2. MARKETS:
Far-flung carbon emissions trading venues contemplate linkage
Published:
For nearly two decades, world governments and international bodies have struggled to form a unified front in the fight against climate change. As parties assemble in Doha, Qatar, for a new round of climate talks next month, the world will likely be reminded of how distant that global compact remains.
In the absence of binding international rules, however, a patchwork of localized carbon markets, offset systems and cap-and-trade schemes have cropped up around the globe, from the state of California to the province of Quebec and far beyond.
Increasingly, these projects are reaching out to each other, adding weight to a movement that appears decreasingly fractured and increasingly interlinked, according to speakers and panelists at the Carbon Forum 2012 in Washington, D.C.
While those linked systems cannot fully stand in for a global climate agreement, they are currently the world's most effective tools for meeting global climate goals, the panelists said.
Localized efforts to regulate carbon, whether undertaken by governments, regional partnerships or private entities, "are a reaction to an international movement towards low carbon," said Christiana Figueres, executive secretary for the U.N. Framework Convention on Climate Change and the forum's opening speaker. "They are preparing for future regulation."
Around the world, many of the largest carbon markets are already forging partnerships. California, the world's ninth-largest economy and the home of its second-largest carbon trading system, is planning to hold a common credit auction with Quebec in early 2013. Australia and the European Union will have their respective carbon markets linked by 2018, and New Zealand may join the partnership via Australia.

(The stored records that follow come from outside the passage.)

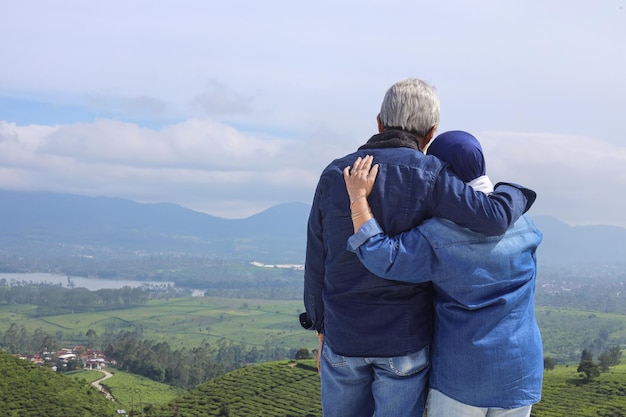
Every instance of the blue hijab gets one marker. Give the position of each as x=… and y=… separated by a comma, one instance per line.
x=462, y=151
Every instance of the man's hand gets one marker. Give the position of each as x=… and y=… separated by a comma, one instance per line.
x=360, y=178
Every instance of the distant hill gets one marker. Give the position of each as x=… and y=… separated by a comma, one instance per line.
x=41, y=221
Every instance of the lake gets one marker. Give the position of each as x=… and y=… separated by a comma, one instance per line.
x=91, y=284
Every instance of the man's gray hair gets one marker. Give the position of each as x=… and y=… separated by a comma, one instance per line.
x=410, y=105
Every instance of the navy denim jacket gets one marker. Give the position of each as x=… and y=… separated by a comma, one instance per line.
x=487, y=349
x=359, y=313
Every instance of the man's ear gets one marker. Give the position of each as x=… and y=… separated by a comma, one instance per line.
x=379, y=123
x=431, y=134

In Japan, Tokyo has had a carbon trading system in place since 2010. Korea, Thailand and Vietnam all have programs set to come online in the next few years. And China and India, which together will account for the majority of the world's emissions growth over the next few decades, have both launched regional and citywide cap-and-trade pilot schemes.
The benefits of scaling up
As the world moves toward broader systems of carbon regulation, individual stakeholders are realizing the benefits, in terms of both cost and efficiency, of linking their respective schemes, Figueres said.
"Frankly, experience does show that larger markets are better than smaller markets" for tackling problems on the scale of greenhouse gas regulation, she added.
These markets have grown, in part, by drawing lessons from the success of systems that came before them -- the Regional Greenhouse Gas Initiative, a regional cap-and-trade initiative undertaken by nine northeastern U.S. states, is an oft-cited example -- and many have shown interest in transnational partnerships, panelists said.
"I've been to China; I've seen what they're doing. These projects are real," said Mary Nichols, chairwoman of the California Air Resources Board. Increasingly, she said, those provincial efforts are looking to broaden their base.
"Linkage is about learning how to have a successful market internationally," she added.
Ultimately, however, none of these systems will be able to provide the kind of stability an internationally binding agreement would bring, panelists said.
"You absolutely need climate policy because without overarching commitment, you don't have your main driver" for stakeholders to come on board, said Nichols. "If you don't put a stake in the ground, it's very difficult to muster the necessary resources."